Given our sour national mood, I know it’s very uncool to highlight an Obama success story (actually, it’s an Obama-Bush success story). But let’s live dangerously, if only for a day.
Let’s take a look at what has happened to the domestic auto industry since the federal government stepped in with bailout bucks and strict directives – and compare today’s realities with the prognostications that were circulated by the naysayers.
GM and Chrysler have emerged from bankruptcy; both are now operating at a profit. GM repaid its government loans back in April, five years ahead of the loan maturity date. Its board has been restructured, at the Obama regime’s insistence but with minimal White House guidance; even conservative talking head Steve Forbes admits he’s pleased: “GM’s management is using solid, conservative, free-market management principles to get the company back back to long-term profitability.” Most importantly, this crucial element of the Rustbelt economy has added 76,000 jobs during the past 13 months. The automakers have posted roughly half the gains; the suppliers, who are dependent on the automakers, posted the rest.

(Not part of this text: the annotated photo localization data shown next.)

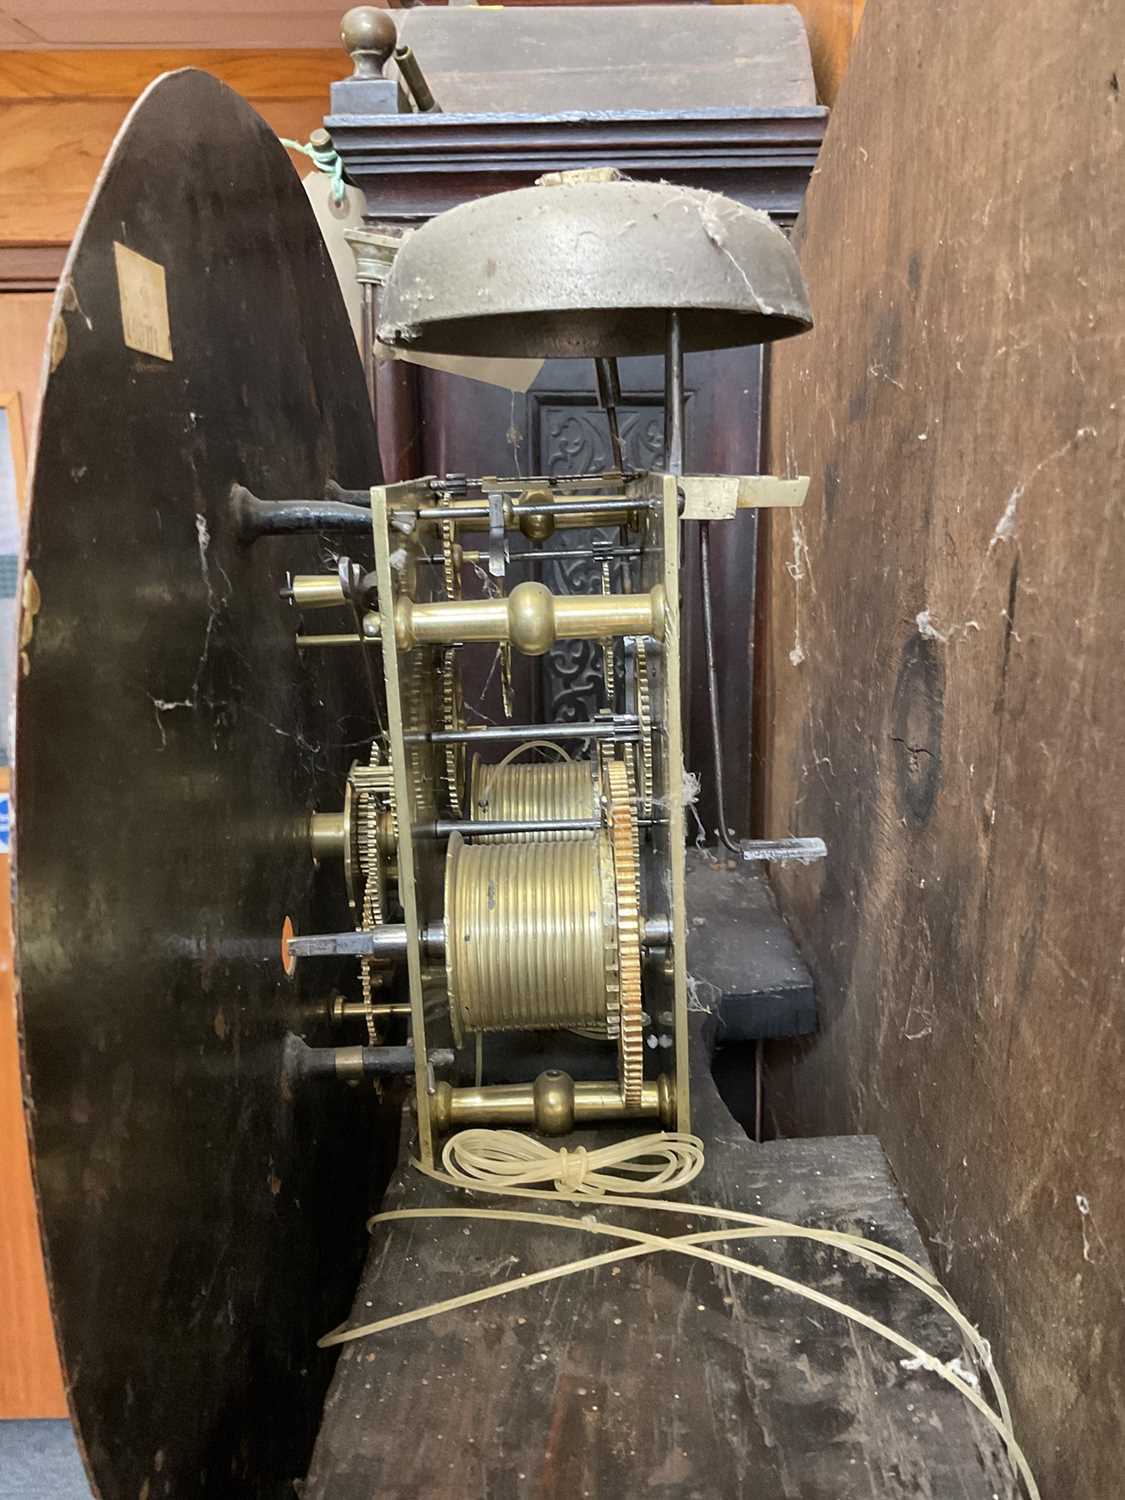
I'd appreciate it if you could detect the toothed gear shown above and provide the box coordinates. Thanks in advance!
[440,504,460,601]
[593,707,616,781]
[599,830,621,1042]
[358,824,386,1044]
[348,748,397,1043]
[350,756,396,867]
[634,640,655,820]
[440,648,466,816]
[600,559,616,705]
[605,757,644,1105]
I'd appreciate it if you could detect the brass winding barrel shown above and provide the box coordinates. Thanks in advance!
[444,832,616,1040]
[469,755,599,841]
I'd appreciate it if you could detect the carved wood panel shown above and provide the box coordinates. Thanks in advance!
[417,346,760,835]
[534,398,669,724]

The threatened loss of a core domestic manufacturing sector was enough to propel President Bush to action in late 2008, despite his free-market tenets. He championed the initial bailout; President Obama upped the ante in ’09, with new money and scared-straight restructuring requirements. Given the results of their efforts, who today can persuasively argue that it would have been preferable to practice laissez faire and allow the industry and its jobs to die?

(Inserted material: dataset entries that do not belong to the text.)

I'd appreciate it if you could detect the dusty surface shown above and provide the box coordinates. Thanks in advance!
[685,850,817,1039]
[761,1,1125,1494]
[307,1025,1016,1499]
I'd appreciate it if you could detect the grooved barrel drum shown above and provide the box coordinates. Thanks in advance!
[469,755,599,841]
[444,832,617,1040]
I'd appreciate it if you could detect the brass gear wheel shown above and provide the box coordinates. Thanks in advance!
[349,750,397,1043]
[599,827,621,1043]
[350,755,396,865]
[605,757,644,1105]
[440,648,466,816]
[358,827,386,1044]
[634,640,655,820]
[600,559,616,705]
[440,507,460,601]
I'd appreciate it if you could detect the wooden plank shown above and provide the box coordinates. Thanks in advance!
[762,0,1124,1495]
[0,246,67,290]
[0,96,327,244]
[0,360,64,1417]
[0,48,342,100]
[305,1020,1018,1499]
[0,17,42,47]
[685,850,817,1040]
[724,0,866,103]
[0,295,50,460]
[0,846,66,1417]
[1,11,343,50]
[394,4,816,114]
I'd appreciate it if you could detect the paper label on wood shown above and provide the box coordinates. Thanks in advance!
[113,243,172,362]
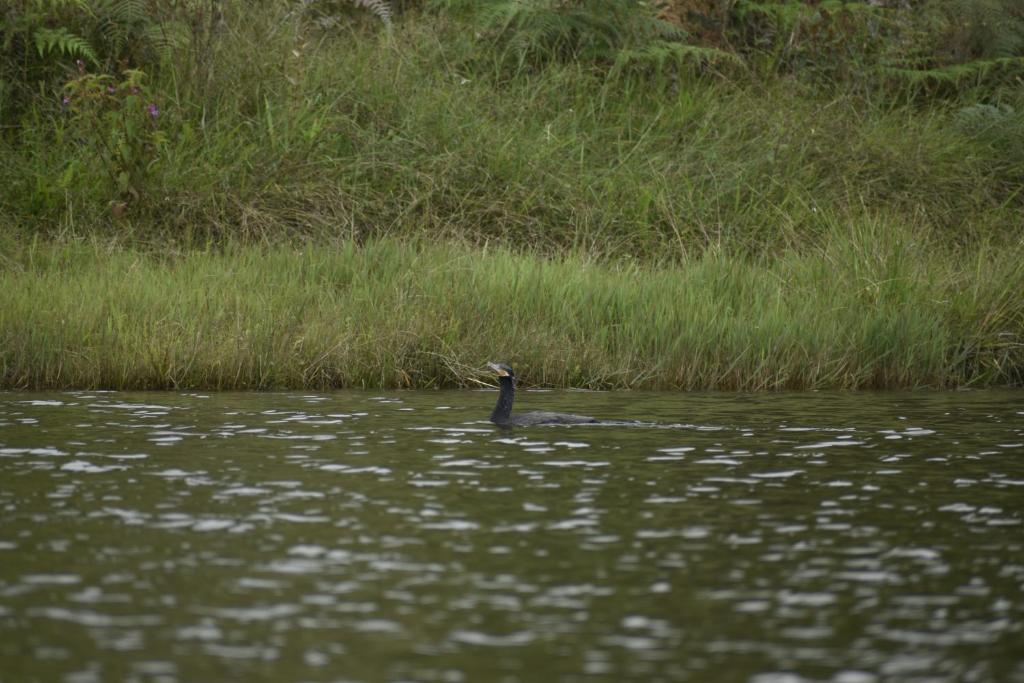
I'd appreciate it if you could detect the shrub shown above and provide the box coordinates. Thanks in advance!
[1,0,191,121]
[58,64,166,214]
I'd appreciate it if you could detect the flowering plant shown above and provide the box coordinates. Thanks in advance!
[61,65,166,213]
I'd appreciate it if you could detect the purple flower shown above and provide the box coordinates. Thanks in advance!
[107,86,116,95]
[147,103,159,119]
[61,96,71,108]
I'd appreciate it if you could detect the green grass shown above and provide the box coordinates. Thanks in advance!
[2,226,1021,390]
[2,8,1022,390]
[1,13,1021,255]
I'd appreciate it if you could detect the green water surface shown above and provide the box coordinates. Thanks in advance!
[1,390,1022,682]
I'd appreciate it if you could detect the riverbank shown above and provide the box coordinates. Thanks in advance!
[2,10,1022,255]
[2,233,1021,390]
[2,5,1022,390]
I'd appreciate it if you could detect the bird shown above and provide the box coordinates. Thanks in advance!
[487,362,598,427]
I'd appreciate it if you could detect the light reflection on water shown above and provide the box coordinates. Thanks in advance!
[0,390,1022,683]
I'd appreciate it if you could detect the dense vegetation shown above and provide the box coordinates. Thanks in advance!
[1,1,1022,389]
[4,233,1022,390]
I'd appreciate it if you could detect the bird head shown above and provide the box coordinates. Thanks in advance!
[487,362,514,379]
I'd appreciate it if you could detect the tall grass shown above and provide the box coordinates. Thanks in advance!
[3,6,1022,391]
[1,11,1021,256]
[2,225,1021,390]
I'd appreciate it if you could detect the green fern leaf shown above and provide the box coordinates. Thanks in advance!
[143,20,191,63]
[109,0,148,24]
[33,27,98,65]
[881,56,1024,85]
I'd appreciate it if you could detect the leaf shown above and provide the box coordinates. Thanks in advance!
[32,27,99,65]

Federal interventions of this kind should indeed be rare. But if a similar national economy emergency does occur in the future, and the two parties engage in the usual debate about “big government,” it may be worth remembering what the obstructionist chorus was singing in late 2008 and 2009, when the federal rescue efforts were underway. Before these lyrics slip down the memory hole forever, let us behold the Republicans in full cry.
Senator Richard Shelby: “I wouldn’t loan them any money…It’s a General Motors that is headed down this road to oblivion. Should we intervene to slow it down, knowing it’s going to happen? I say no, not for the American taxpayer.”
Senator Jim DeMint: If we rescue the automakers, “we’re going to have riots. There are already people rioting because they’re losing their jobs when somebody else is being bailed out.”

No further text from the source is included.